The stories are still going the same unengaging way – some character thinks they can solve the murder before Agatha or the police and then they get killed before they tell anyone. Everyone is rude and instantly jumps to abusing people and calling them a variety of colourful names. The immediate answer to any inconvenience is to threaten to kill someone which means of course that someone will end up dead in the next chapter. It’s the same every time and while formula is good, and expected in a cosy, there is no creativity, imagination, or variation on any of these. The plot is all over the place, there are random characters and scenes and none of it was important and if it was it was so late in the story I didn’t care. It’s flat and uninteresting and grating on the nerves.

I can’t decide if Beaton wants only murders now and minimal village life because there’s no village normalcy anymore. No ladies society, no fetes and no village people other than token characters like Mrs Bloxby who only pops in as a plot device half the time.

What doesn’t help is Penelope Keith, who normally is fabulous, has the same voice for many of these characters so they all screech in the same way. I guess when all the characters start being abusive and screeching you only can screech in one way.

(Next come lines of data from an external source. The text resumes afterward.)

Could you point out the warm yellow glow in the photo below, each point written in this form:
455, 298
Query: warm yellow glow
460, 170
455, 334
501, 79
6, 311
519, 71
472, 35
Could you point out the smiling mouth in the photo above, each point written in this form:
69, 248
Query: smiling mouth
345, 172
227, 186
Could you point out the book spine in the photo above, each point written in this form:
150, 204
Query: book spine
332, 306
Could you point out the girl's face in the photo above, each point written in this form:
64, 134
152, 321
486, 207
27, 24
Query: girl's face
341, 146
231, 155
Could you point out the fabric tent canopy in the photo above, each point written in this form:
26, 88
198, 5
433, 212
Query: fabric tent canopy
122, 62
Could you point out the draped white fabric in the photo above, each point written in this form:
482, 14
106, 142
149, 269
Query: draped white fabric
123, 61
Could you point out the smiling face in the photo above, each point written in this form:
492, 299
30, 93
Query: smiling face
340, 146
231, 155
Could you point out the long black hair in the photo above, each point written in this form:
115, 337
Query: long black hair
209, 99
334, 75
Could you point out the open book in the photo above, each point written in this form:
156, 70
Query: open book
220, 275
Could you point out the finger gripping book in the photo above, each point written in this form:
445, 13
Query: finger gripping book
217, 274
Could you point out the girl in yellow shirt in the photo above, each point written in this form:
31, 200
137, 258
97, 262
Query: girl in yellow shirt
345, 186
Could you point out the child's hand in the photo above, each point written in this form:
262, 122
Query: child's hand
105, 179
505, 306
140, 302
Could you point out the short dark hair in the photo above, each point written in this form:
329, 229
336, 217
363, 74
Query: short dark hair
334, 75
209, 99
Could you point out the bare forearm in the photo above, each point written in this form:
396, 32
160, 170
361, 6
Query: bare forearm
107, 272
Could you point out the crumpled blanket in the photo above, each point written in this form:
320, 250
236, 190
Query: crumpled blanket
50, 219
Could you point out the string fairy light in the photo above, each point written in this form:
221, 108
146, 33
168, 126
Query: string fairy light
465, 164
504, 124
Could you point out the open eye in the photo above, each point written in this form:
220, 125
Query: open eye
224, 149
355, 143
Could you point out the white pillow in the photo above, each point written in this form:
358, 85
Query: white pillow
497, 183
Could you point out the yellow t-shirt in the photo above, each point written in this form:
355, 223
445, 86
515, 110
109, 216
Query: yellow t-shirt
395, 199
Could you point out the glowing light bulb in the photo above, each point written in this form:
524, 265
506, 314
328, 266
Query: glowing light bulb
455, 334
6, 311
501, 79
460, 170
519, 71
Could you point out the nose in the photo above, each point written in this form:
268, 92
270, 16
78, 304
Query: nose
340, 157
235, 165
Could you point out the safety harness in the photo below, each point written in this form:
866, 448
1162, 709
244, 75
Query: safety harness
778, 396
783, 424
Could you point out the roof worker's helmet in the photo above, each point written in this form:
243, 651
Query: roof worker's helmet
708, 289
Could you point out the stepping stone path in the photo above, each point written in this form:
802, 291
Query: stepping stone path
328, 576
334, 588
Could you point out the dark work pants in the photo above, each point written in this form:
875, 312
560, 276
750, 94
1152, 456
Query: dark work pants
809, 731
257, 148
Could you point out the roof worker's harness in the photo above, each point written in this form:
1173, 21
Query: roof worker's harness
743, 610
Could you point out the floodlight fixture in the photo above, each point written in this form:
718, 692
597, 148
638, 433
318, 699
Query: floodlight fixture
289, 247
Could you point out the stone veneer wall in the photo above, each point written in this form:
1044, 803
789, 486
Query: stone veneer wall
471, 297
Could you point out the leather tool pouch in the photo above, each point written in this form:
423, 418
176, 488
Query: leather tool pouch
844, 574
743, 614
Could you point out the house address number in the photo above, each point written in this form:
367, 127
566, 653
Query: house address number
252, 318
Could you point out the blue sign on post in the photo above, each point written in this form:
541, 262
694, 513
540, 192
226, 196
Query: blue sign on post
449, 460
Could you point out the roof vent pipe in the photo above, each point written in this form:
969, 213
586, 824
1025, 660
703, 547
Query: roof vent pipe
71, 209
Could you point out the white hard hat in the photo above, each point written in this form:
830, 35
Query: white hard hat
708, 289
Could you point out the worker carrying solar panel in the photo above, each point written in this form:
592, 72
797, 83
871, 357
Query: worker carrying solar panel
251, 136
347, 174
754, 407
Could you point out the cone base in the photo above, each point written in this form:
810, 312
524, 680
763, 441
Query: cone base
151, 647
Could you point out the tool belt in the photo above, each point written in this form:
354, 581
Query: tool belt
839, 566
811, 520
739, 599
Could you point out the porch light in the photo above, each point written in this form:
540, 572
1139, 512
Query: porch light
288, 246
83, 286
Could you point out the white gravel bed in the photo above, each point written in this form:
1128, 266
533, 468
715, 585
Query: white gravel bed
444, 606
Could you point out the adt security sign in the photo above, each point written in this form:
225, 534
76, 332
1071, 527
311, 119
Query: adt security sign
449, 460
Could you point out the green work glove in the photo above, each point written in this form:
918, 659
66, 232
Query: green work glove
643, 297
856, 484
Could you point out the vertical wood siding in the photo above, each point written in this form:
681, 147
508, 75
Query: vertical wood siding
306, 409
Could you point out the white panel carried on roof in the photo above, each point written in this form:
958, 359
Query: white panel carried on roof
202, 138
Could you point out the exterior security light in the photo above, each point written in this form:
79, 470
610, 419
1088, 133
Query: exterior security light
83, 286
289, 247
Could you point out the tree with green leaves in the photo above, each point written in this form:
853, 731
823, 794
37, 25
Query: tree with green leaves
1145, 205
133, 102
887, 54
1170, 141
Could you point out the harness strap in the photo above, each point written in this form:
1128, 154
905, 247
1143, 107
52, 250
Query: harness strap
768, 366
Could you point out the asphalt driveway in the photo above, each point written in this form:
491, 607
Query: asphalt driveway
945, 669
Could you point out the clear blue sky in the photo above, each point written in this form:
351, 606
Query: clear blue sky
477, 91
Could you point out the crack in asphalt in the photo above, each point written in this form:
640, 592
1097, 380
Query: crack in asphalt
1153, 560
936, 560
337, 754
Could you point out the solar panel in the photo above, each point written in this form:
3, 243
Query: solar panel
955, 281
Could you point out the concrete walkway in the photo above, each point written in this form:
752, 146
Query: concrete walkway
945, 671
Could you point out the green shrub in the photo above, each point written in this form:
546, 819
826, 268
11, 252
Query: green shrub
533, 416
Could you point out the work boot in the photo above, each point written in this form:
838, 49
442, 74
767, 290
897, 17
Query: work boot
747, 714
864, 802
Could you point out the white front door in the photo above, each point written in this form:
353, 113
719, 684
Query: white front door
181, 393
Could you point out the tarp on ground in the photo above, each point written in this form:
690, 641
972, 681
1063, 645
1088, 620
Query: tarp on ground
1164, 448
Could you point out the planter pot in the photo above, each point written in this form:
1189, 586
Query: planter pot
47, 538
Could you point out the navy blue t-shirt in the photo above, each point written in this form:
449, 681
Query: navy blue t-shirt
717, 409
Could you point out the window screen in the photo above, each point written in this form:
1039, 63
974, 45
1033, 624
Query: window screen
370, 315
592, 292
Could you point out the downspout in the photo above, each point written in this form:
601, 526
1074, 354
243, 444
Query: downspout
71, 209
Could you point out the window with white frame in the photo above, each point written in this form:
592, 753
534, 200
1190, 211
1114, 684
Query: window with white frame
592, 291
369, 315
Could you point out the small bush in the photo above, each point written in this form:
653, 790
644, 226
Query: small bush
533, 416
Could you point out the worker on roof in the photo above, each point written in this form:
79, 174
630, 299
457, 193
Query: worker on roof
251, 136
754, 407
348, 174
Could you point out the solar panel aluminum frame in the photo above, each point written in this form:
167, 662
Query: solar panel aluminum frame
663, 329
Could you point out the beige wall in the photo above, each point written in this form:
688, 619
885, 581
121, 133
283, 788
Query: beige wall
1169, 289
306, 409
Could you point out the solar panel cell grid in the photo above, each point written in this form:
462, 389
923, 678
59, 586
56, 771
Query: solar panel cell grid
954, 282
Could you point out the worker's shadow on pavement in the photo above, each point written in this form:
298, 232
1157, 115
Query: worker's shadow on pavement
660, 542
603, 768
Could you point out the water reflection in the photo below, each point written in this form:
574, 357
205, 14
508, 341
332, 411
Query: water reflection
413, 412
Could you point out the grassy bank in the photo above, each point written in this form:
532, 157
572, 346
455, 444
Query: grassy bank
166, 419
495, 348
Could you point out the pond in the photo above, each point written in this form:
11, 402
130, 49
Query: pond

Honestly the only saving grace is Charles who flits in and out as he pleases but he speaks his mind and there was a time a few books back I thought he and Agatha were going to get together which would do the series a huge favour. Charles is a delightful character, he has his flaws but the banter and dynamic between himself and Agatha is always enjoyable and I love seeing their interactions.

I’ve definitely decided that Beaton hates these characters and writing these books. It’s the only explanation for why they are so flat and feel like scenes tacked on to one another with no thought or care. I know Agatha’s behaviour and the outlandish behaviour by the entire cast are meant to be humorous but they end up making me angry at the stupidity of it all. Agatha hates everyone, all her friends annoy her and the solutions to everything are either get married and give up her job, or go on holiday and get over the trauma of nearly being murdered. Because when you’re attacked and almost strangled to death in your own kitchen it’s brushed over as a non-event and people expect you to recover immediately from your trauma. The fact Agatha is still shaken by it is the only redeemable part of her character because it shows she’s not completely hollow.

As if it couldn’t get any worse, Beaton, who published this book in 2016, has a scene with a man who initially is described as liking to wear dresses, but by the time Agatha meets him, she insults him, and Beaton can’t decide if he is a man who likes dresses, a cross dresser, or a trans woman because in the space of a few sentences she infers all three.

I had to pause the book in disgust when the word “Tranny” was used because it was so offensive, even if it was in relation to a shop name. This is unacceptable even for Agatha Raisin. The fact the sentence finishes with “for people like you” and then this person thanks her for helping them is pushing even my limits to finish this godawful series. The term transvestite is repeatedly used after this and it’s just wholly unpleasant. The whole series is filled with offensive terms, the earlier books repeatedly had Agatha threatening people by saying they should get AIDS so it isn’t beyond Beaton to use this kind of language but it was a surprise given this wasn’t the early 90s but published in a time I thought people, or even a few editors if she even uses them anymore, would know better.

I’m repeating myself here but the clear downfall of these stories was definitely extending them from four to six hours, or whatever the page length equivalent was. The extra length has completely lessened their quality. When they were shorter they were nice and concise mysteries which wrapped up while still having character depth and exploration. Now they are longer and the stories are drawn out, when the main mystery is solved another pops up and the remainder two hours is spent dragging it out. I also think as Ms Beaton ages her own opinions are bleeding onto the page and it ends up being a long rant about society and the youth and how no one is a lady anymore. It’s amazing she has time to fit a murder in amongst that.